A symposium on aging is set for 2 p.m. to 6:30 p.m. on Friday, Nov. 5, at the Illinois State University Alumni Center. The event is sponsored by the Department of Sociology and Anthropology, and is free and open to the public. An informal reception will follow the symposium.
The symposium will feature panel discussions, as well as other creative presentations including a staged reading from a new play, “Last Laughs,” that takes an honest and satiric view of the transition to life in an assisted living facility. Panel discussions will feature Illinois State faculty from the Sociology and Anthropology Department, School of Communication, School of Social work and Mennonite College of Nursing, as well as scholars/presenters from Illinois Wesleyan University and Western Carolina University. Another panel will feature community members from The East Central Illinois Area Agency on Aging, Senior Programs in Normal and the Western Avenue Community Center. Dr. Jay Noren, physician and former Robert Wood Johnson Health Policy Fellow at the National Academy of Sciences and U.S. Congress, will deliver opening remarks.

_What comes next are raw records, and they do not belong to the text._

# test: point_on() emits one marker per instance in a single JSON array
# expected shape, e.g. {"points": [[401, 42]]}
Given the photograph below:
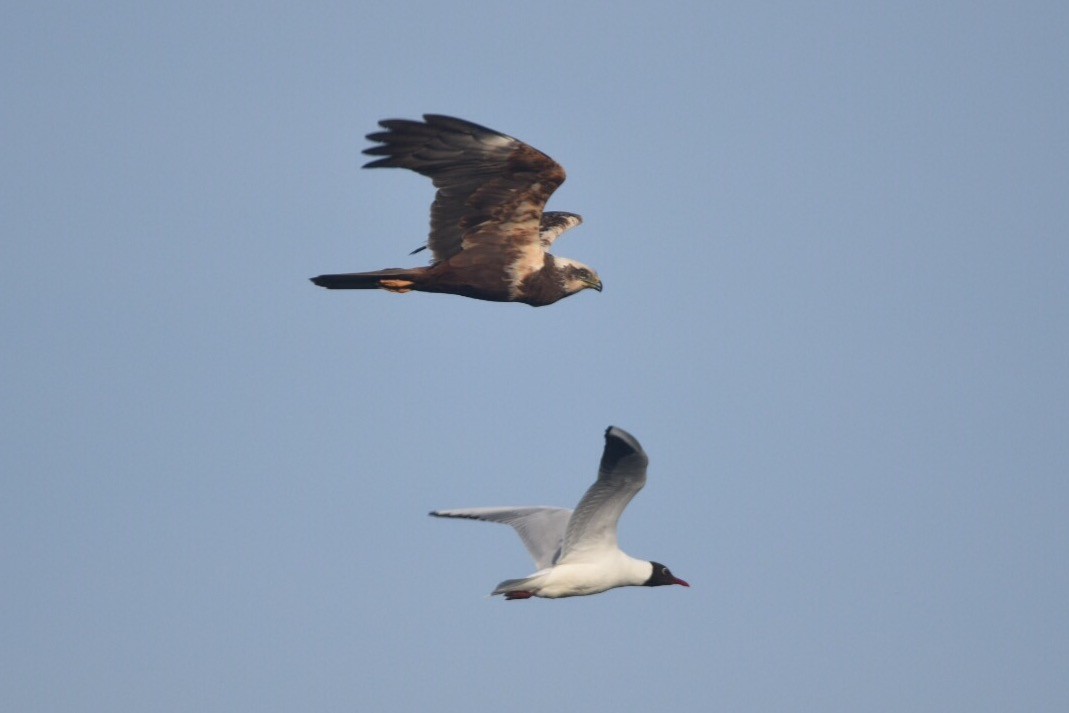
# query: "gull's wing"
{"points": [[591, 531], [542, 529], [492, 187]]}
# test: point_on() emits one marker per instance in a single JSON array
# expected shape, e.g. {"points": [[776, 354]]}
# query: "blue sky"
{"points": [[836, 314]]}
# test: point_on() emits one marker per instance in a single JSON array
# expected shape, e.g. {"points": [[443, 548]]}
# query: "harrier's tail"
{"points": [[394, 279]]}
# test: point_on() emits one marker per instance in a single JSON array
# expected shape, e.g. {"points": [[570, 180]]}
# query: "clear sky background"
{"points": [[835, 245]]}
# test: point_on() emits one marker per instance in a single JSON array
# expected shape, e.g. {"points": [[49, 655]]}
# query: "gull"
{"points": [[576, 552]]}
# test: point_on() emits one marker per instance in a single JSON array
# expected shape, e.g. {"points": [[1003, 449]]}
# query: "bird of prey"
{"points": [[490, 233], [576, 553]]}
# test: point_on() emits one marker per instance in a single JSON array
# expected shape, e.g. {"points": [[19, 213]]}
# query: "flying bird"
{"points": [[576, 552], [490, 232]]}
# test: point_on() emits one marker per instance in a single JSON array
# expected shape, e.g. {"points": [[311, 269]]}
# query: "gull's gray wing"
{"points": [[591, 529], [542, 529]]}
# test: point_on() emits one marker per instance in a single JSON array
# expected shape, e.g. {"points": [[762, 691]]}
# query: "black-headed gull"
{"points": [[576, 553]]}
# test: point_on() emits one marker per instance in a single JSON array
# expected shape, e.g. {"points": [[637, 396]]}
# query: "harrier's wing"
{"points": [[542, 529], [554, 222], [492, 187], [592, 528]]}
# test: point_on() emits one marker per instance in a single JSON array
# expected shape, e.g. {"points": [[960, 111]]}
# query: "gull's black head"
{"points": [[662, 575]]}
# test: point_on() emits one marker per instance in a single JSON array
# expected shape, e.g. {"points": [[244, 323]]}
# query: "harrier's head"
{"points": [[576, 277]]}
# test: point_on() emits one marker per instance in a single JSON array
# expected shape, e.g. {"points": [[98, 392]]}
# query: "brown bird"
{"points": [[490, 233]]}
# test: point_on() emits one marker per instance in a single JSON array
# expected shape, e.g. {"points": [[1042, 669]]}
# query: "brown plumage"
{"points": [[490, 233]]}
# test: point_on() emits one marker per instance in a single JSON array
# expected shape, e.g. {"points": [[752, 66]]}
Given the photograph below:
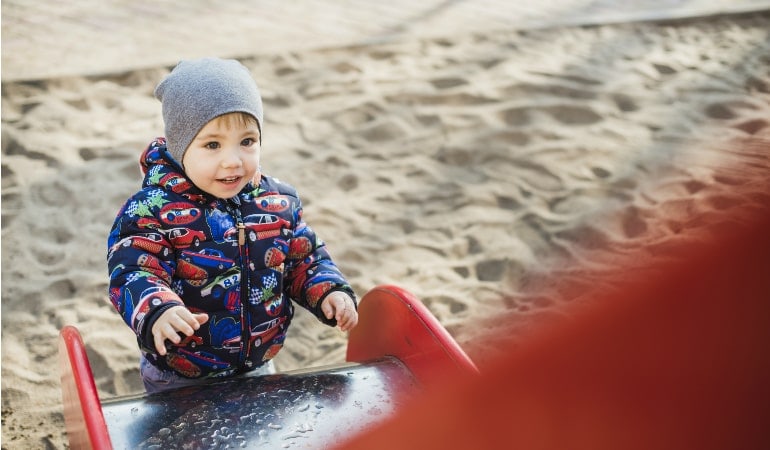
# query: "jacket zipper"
{"points": [[244, 285]]}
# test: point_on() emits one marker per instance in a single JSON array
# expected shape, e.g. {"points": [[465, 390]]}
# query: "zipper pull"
{"points": [[241, 233]]}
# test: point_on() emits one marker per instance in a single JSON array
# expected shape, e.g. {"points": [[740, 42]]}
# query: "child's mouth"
{"points": [[229, 180]]}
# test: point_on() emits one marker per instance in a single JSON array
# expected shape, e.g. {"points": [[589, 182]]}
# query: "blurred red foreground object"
{"points": [[678, 362]]}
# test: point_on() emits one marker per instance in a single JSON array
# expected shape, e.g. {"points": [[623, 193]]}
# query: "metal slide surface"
{"points": [[321, 408]]}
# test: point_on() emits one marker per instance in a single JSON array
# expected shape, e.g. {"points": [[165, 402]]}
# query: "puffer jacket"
{"points": [[239, 260]]}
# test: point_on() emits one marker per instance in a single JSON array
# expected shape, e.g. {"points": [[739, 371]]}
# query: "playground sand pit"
{"points": [[496, 176]]}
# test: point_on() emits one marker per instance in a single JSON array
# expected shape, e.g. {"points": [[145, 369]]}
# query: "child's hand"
{"points": [[173, 321], [340, 306]]}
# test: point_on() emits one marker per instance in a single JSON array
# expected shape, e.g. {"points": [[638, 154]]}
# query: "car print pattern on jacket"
{"points": [[240, 260]]}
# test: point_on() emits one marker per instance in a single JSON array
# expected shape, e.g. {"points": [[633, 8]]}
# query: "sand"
{"points": [[495, 175]]}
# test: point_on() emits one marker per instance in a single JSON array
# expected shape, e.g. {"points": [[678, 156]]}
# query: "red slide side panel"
{"points": [[83, 416], [393, 322]]}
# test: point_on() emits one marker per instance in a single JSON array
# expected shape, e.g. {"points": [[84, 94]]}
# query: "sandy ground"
{"points": [[495, 175]]}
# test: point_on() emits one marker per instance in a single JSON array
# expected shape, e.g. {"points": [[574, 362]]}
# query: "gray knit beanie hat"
{"points": [[197, 91]]}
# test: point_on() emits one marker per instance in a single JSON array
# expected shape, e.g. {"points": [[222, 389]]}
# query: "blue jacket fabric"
{"points": [[239, 260]]}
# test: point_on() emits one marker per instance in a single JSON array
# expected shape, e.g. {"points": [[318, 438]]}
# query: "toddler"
{"points": [[204, 259]]}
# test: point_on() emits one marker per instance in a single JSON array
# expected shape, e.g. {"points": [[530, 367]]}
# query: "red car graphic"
{"points": [[179, 213], [185, 237], [175, 182], [263, 226], [153, 243]]}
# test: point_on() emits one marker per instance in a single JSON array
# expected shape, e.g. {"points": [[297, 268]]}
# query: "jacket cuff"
{"points": [[145, 335]]}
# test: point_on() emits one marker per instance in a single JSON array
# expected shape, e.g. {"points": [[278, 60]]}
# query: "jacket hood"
{"points": [[162, 170]]}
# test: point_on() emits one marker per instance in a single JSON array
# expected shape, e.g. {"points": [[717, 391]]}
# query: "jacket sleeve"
{"points": [[310, 273], [141, 263]]}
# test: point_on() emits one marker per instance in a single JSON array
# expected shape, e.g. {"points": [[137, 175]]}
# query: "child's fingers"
{"points": [[161, 333]]}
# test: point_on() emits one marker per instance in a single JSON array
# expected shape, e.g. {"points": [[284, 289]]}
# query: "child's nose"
{"points": [[232, 158]]}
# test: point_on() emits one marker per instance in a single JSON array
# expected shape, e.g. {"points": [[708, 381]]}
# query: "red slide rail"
{"points": [[83, 415], [393, 322]]}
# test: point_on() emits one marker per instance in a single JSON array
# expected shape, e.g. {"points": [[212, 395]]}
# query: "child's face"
{"points": [[224, 156]]}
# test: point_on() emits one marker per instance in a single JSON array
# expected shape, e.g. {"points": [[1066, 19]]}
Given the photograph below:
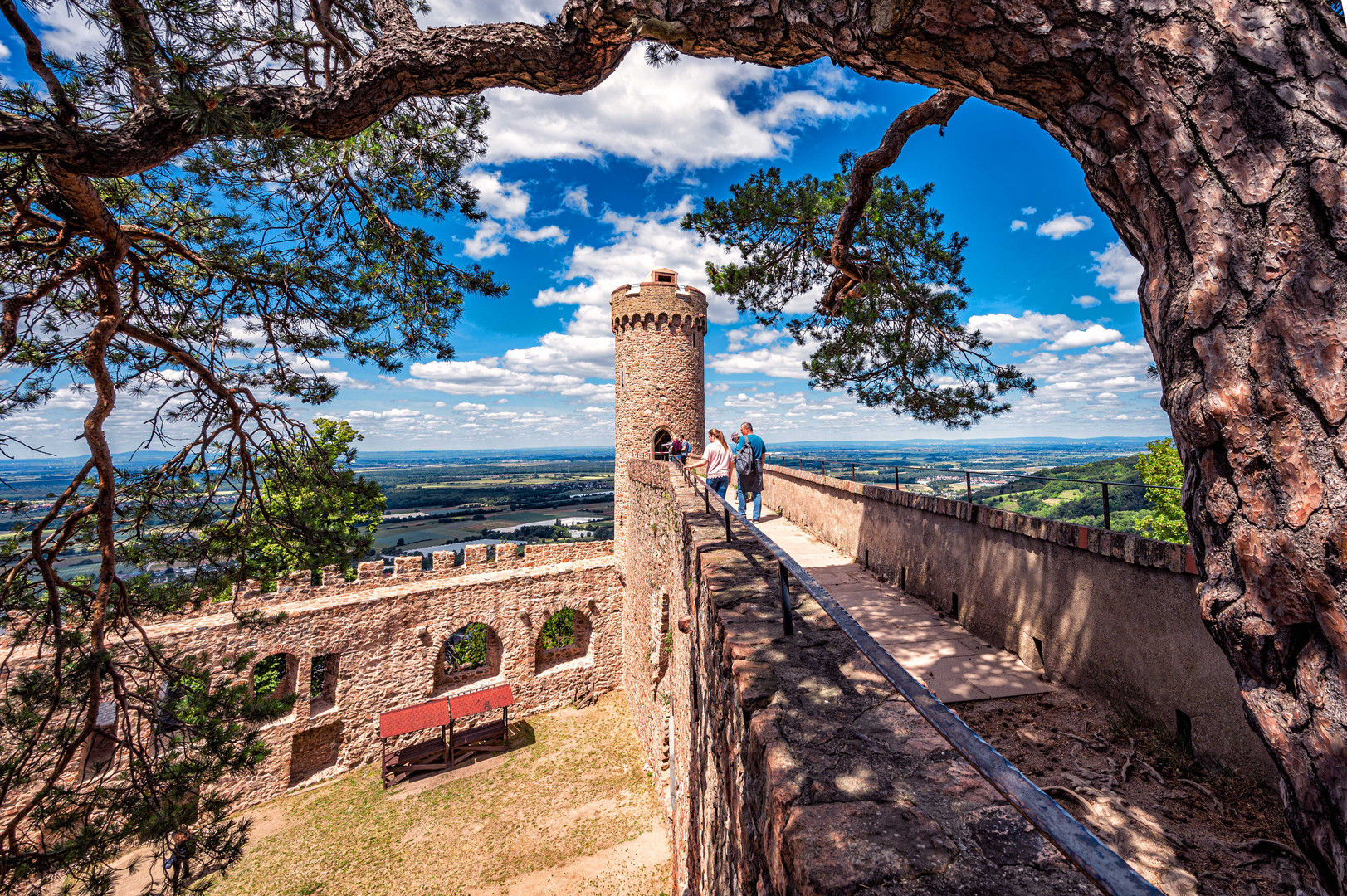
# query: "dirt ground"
{"points": [[1187, 829], [568, 811]]}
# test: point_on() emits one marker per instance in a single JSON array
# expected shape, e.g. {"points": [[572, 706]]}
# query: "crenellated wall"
{"points": [[795, 767], [385, 636], [1110, 613]]}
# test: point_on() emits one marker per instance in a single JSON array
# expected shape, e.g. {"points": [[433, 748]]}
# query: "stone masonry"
{"points": [[661, 358], [378, 645]]}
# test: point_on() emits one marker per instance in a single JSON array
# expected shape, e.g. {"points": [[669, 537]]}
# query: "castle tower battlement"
{"points": [[661, 358]]}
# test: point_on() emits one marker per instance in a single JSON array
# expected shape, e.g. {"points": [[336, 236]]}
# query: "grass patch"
{"points": [[575, 790]]}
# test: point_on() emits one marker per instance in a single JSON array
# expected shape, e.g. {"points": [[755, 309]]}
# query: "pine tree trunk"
{"points": [[1213, 135]]}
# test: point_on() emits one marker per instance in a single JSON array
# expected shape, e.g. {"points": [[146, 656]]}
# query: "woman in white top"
{"points": [[717, 462]]}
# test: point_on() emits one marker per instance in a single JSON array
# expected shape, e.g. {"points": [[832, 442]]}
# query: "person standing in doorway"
{"points": [[748, 468], [717, 462]]}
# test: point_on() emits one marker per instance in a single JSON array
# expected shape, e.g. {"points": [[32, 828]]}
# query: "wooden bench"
{"points": [[426, 756], [490, 738]]}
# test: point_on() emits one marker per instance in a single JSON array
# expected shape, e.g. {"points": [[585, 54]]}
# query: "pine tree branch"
{"points": [[935, 110]]}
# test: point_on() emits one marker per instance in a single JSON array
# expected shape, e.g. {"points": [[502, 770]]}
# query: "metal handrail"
{"points": [[1105, 868], [968, 480]]}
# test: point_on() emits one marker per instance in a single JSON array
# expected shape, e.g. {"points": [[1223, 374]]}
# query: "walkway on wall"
{"points": [[951, 662]]}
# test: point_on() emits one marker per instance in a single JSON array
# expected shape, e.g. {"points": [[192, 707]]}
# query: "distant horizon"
{"points": [[554, 449]]}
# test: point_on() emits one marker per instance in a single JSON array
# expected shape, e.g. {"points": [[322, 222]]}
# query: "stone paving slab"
{"points": [[950, 660]]}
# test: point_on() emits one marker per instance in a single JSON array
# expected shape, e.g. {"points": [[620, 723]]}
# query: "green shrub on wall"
{"points": [[466, 648], [559, 630]]}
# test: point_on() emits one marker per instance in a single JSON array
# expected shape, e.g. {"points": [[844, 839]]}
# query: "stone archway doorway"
{"points": [[661, 444]]}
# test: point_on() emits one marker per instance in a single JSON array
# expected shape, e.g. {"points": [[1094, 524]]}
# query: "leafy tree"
{"points": [[209, 283], [891, 336], [1199, 149], [1160, 465]]}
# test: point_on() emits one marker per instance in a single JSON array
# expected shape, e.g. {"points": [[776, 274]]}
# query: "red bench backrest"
{"points": [[476, 702], [414, 718]]}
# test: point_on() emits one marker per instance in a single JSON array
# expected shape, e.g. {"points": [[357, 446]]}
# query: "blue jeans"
{"points": [[757, 500]]}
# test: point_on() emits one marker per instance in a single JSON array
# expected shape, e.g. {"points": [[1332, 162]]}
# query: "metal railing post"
{"points": [[787, 623]]}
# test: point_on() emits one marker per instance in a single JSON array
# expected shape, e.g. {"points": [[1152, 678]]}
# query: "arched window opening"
{"points": [[275, 675], [322, 684], [663, 442], [564, 636], [559, 630], [471, 654]]}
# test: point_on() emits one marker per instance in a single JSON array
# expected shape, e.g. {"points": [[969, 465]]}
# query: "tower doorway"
{"points": [[661, 444]]}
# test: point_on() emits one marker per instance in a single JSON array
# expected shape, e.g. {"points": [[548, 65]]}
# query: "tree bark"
{"points": [[1213, 135]]}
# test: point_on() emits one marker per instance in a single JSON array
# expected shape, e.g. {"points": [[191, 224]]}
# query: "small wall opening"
{"points": [[313, 752], [1183, 731], [275, 675], [661, 444], [471, 654], [322, 684], [564, 636]]}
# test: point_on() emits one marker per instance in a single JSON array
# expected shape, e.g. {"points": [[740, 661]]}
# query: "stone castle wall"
{"points": [[385, 635], [1110, 613], [793, 766], [661, 371]]}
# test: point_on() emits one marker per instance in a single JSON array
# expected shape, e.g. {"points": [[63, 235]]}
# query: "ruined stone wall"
{"points": [[1110, 613], [385, 636], [795, 768], [661, 373]]}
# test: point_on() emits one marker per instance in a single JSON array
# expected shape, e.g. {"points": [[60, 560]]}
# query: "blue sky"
{"points": [[585, 193]]}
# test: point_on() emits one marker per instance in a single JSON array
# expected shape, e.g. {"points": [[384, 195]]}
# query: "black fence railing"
{"points": [[839, 469], [1105, 868]]}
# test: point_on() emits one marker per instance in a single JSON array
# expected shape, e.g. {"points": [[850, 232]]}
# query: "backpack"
{"points": [[745, 461]]}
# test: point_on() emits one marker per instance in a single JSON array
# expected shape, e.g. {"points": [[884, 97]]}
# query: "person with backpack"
{"points": [[748, 469]]}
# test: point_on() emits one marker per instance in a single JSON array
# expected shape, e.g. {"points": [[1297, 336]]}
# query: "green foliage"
{"points": [[466, 648], [268, 674], [896, 341], [559, 630], [1161, 465]]}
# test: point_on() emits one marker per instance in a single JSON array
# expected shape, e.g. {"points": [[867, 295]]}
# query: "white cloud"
{"points": [[668, 119], [551, 233], [1093, 334], [499, 200], [1118, 271], [489, 376], [1029, 326], [577, 198], [639, 246], [1064, 224], [391, 414]]}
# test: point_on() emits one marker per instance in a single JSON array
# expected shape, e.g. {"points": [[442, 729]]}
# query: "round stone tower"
{"points": [[661, 332]]}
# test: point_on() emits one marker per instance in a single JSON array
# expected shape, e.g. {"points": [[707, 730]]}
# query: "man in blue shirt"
{"points": [[750, 481]]}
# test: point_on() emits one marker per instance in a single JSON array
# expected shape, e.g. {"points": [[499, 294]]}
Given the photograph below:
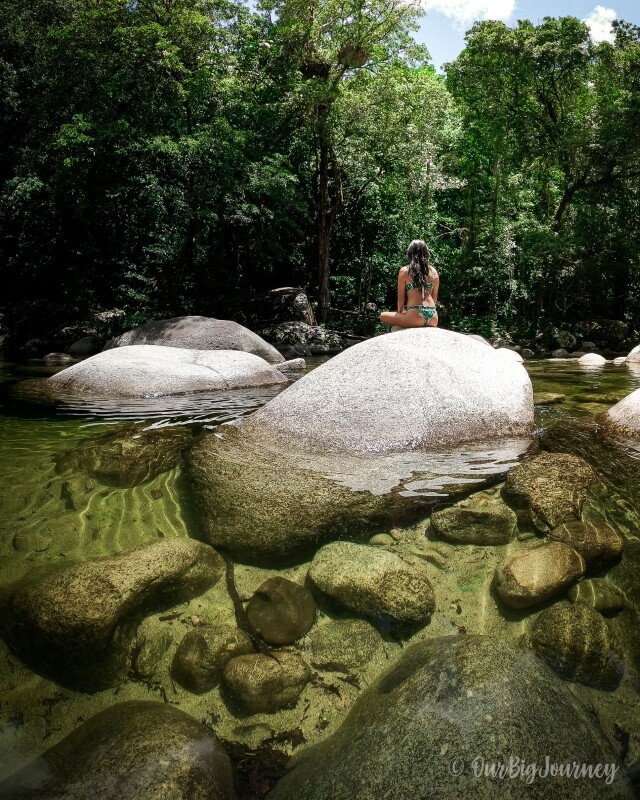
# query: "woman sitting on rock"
{"points": [[418, 284]]}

The purpose of the symposium is to highlight a range of activities and programs that address challenges and also opportunities of an aging society. The aging of society is driven by several, combined factors—longer life expectancy, lower birth rates for some decades, and the aging of baby boomers, with 20 percent of our society to be 60 and older within the next decade. In response to this change, community programs, academic and professional fields, and even people in the arts and humanities are adapting.
Among the challenges of an aging society are higher incidence of chronic illness and disability, to which the health care system, historically focused on acute-care in hospitals and nursing homes, is slowly adapting. The same need to enhance home and community-based care and supports is equally relevant for disabled adults of all ages, especially given the expansion of disability rights and services. Those attending will hopefully emerge with a clearer understanding of the network of people in academic, community and professional roles, who are involved in enhancing the quality of life for older people and those with chronic illness or disability.